The Hay Internment and POW camps at Hay, New South Wales, Australia were established during World War II as prisoner-of-war and internment centres, due in part to the isolated location of the town. Three high-security camps were constructed in 1940. The first arrivals were 2,542 internees from Nazi Germany and Austria, most of whom were Jewish; they had been interned in the United Kingdom as enemy aliens when the possibility of an Axis invasion of Britain was at its highest.

These internees were transported to Australia on board the British passenger ship HMT Dunera. The internees were kept in poor conditions on Dunera, which prompted a public outcry after news of their conditions became public. The internees arrived at Hay on 7 September 1940 by four trains from Sydney. They were interned in Camps 7 and 8 (located near the Hay showground) under the guard of the 16th Garrison Battalion of the Australian Army. In November 1940 the other compound at Hay, Camp 6 (near the Hay Hospital), was occupied by Italian civilian internees. Camps 7 and 8 were vacated in May 1941 when the Dunera internees left Hay; some were sent to Orange (NSW), others to Tatura in Victoria, and others to join the Pioneer Corps of the Australian Army.

After the Dunera internees departed, Italian prisoners of war were placed in Camps 7 and 8. In December 1941, Japanese internees (some from Broome and from islands north of Australia) were conveyed to Hay and placed in Camp 6. In April 1942 the River Farm began operating on the eastern edge of the township, enabling market gardening and other farm activities to be carried out by the Italian internees and POWs. In February 1945, in the wake of the Cowra POW break-out, a large number of Japanese POWs were transferred to Hay and placed in the three high-security compounds. On 1 March 1946 the Japanese POWs departed from Hay in five trains, and were transferred to Tatura. During 1946 the Italians who remained at Hay were progressively released or transferred to other camps. The Hay camps were dismantled and building materials and fittings sold off by June the following year. Hay Military Post Office was open from 4 December 1940 until 29 June 1946, defining the main period of use of the facility.

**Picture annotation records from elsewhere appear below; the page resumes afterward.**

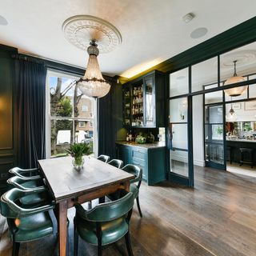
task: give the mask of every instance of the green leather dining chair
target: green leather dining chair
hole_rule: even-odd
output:
[[[108,162],[108,161],[110,161],[110,157],[106,154],[101,154],[97,158],[98,160],[102,161],[104,162]]]
[[[44,186],[41,178],[30,179],[30,178],[23,178],[18,176],[14,176],[7,180],[7,183],[9,183],[12,187],[16,187],[24,191],[31,190],[42,190],[44,189],[43,193],[34,193],[22,197],[20,199],[20,202],[24,206],[38,206],[51,198],[51,195]]]
[[[49,210],[54,207],[54,202],[49,202],[34,208],[25,208],[21,203],[22,197],[41,193],[44,190],[24,191],[14,188],[1,197],[1,214],[7,218],[13,241],[12,256],[18,256],[21,242],[37,240],[54,233],[53,222],[49,214]]]
[[[37,179],[41,178],[38,168],[22,169],[19,167],[14,167],[9,170],[9,173],[23,178],[30,177],[30,178]]]
[[[135,176],[134,179],[131,179],[130,181],[130,191],[134,194],[134,199],[136,198],[138,210],[139,215],[142,218],[142,213],[141,210],[138,199],[139,188],[141,186],[142,179],[142,170],[140,167],[131,164],[126,165],[124,167],[122,168],[122,170]],[[114,192],[108,194],[107,197],[110,200],[115,200],[118,198],[118,194],[116,192]]]
[[[126,238],[129,255],[133,255],[130,240],[130,219],[134,202],[134,195],[126,190],[119,191],[120,198],[105,202],[86,210],[79,203],[74,218],[74,255],[78,254],[78,235],[86,242],[98,246],[98,255],[102,246]]]
[[[119,159],[112,159],[110,162],[108,162],[108,164],[118,169],[123,166],[123,162]]]

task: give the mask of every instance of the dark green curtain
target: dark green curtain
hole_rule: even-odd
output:
[[[112,82],[108,94],[98,100],[98,155],[116,158],[115,142],[122,126],[122,86]]]
[[[14,56],[18,166],[32,168],[45,158],[46,68],[42,61]]]

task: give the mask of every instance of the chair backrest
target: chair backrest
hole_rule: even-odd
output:
[[[108,164],[120,169],[123,166],[123,162],[119,159],[112,159],[108,162]]]
[[[34,190],[44,187],[43,182],[41,178],[38,179],[29,179],[14,176],[7,179],[7,183],[22,190],[30,190],[31,189]]]
[[[135,165],[128,164],[122,168],[122,170],[135,175],[135,178],[130,181],[130,183],[138,182],[138,188],[140,187],[142,179],[142,170]]]
[[[6,192],[1,197],[1,214],[6,218],[19,218],[26,217],[29,215],[36,214],[40,212],[44,212],[54,208],[54,202],[50,202],[47,204],[38,207],[24,208],[20,204],[19,199],[29,194],[34,194],[36,193],[43,193],[46,189],[37,190],[22,190],[17,188],[11,189]]]
[[[22,169],[19,167],[14,167],[9,170],[9,173],[15,176],[25,178],[31,177],[34,177],[35,178],[40,178],[38,168]]]
[[[121,198],[99,204],[88,211],[80,204],[77,203],[74,205],[76,215],[86,221],[96,222],[108,222],[126,216],[126,214],[133,208],[134,198],[131,192],[128,193],[126,190],[122,190],[122,193],[125,195]]]
[[[108,161],[110,161],[110,157],[109,157],[108,155],[106,154],[101,154],[99,155],[97,159],[105,162],[108,162]]]

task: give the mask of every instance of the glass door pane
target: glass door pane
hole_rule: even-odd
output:
[[[205,158],[206,166],[224,169],[223,106],[205,106]]]
[[[169,142],[170,170],[189,178],[187,98],[170,101]]]

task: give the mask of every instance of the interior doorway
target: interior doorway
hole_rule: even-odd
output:
[[[256,100],[226,104],[226,170],[256,177]]]

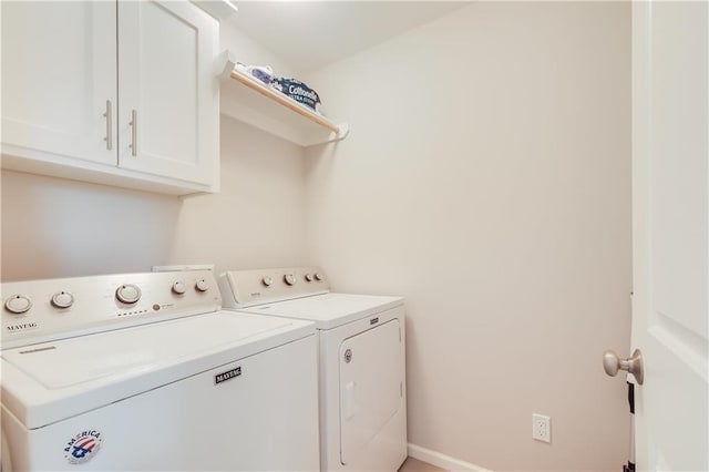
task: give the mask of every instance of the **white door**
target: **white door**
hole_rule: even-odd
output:
[[[639,470],[707,471],[707,2],[633,4]]]
[[[119,2],[119,166],[210,184],[216,20],[183,2]]]
[[[371,440],[399,409],[404,408],[402,366],[403,349],[398,319],[342,341],[340,460],[343,464],[366,454]],[[392,443],[398,440],[393,438]]]
[[[2,151],[115,165],[114,2],[2,2]]]

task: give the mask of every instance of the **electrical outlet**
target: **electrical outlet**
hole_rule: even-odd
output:
[[[532,413],[532,439],[552,442],[552,419],[549,417]]]

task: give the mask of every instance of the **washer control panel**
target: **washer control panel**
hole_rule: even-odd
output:
[[[0,295],[3,349],[222,308],[206,269],[16,281]]]
[[[319,267],[230,270],[219,276],[226,308],[245,308],[309,295],[327,294],[330,283]]]

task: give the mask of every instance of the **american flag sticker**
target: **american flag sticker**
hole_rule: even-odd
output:
[[[70,464],[83,464],[93,459],[101,449],[103,438],[96,430],[81,431],[66,442],[64,459]]]

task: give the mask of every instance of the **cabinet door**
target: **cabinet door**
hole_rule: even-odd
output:
[[[115,17],[114,2],[2,2],[3,153],[115,166]]]
[[[216,20],[186,1],[119,2],[119,166],[201,184],[218,165]]]

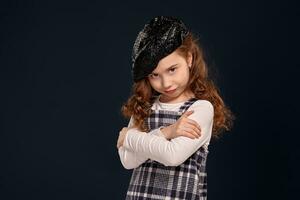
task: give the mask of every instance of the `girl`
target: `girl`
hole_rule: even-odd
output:
[[[206,199],[211,136],[234,119],[209,79],[195,36],[174,17],[139,32],[132,52],[131,117],[119,134],[121,163],[133,169],[126,199]]]

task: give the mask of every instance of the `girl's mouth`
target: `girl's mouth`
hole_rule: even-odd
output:
[[[165,93],[171,94],[171,93],[175,92],[175,90],[176,89],[174,89],[174,90],[168,90],[168,91],[165,91]]]

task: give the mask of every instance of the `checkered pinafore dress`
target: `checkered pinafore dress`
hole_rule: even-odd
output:
[[[179,111],[153,110],[146,124],[150,130],[173,124],[195,101],[196,98],[189,99]],[[206,200],[207,154],[205,144],[179,166],[165,166],[148,159],[133,169],[126,200]]]

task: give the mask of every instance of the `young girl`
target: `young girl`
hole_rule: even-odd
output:
[[[121,163],[133,169],[126,199],[206,199],[211,136],[234,119],[208,77],[195,36],[159,16],[138,34],[132,52],[131,117],[119,134]]]

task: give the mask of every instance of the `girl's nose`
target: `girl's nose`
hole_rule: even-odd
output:
[[[162,86],[164,90],[170,89],[171,85],[171,80],[169,78],[163,78],[162,79]]]

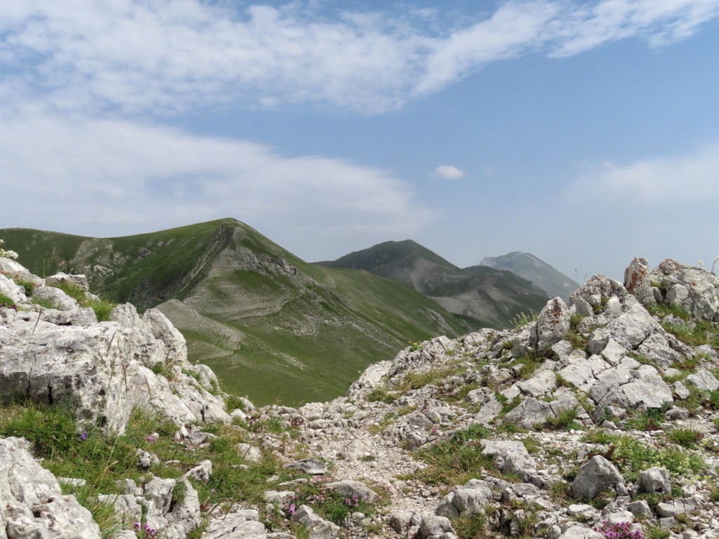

The first group of internees at Hay became known as the ‘Dunera Boys’. The internment at Hay of this assemblage of refugees from Nazi oppression in Europe was an important milestone in Australia’s cultural history. Just under half of those interned at Hay eventually chose to remain in Australia. The influence of this group of men on subsequent cultural, scientific and business developments in Australia is difficult to overstate: they became an integral and celebrated part of the nation’s cultural and intellectual life. The 'Dunera Boys' are still fondly remembered in Hay: every year the town holds a 'Dunera Day' in which many surviving internees return to the site of their former imprisonment. Of the 900 'Dunera Boys' who remained in Australia after being sent to the camp, approximately 50 survived into 2010.

==Reception==

- The Dunera Boys - 1985 Australian mini-series
- To My Brave Wife: Dunera notes from a Jewish 'enemy alien - 2011 book by Dr Kurt Epstein who discusses the psychological and physical realities.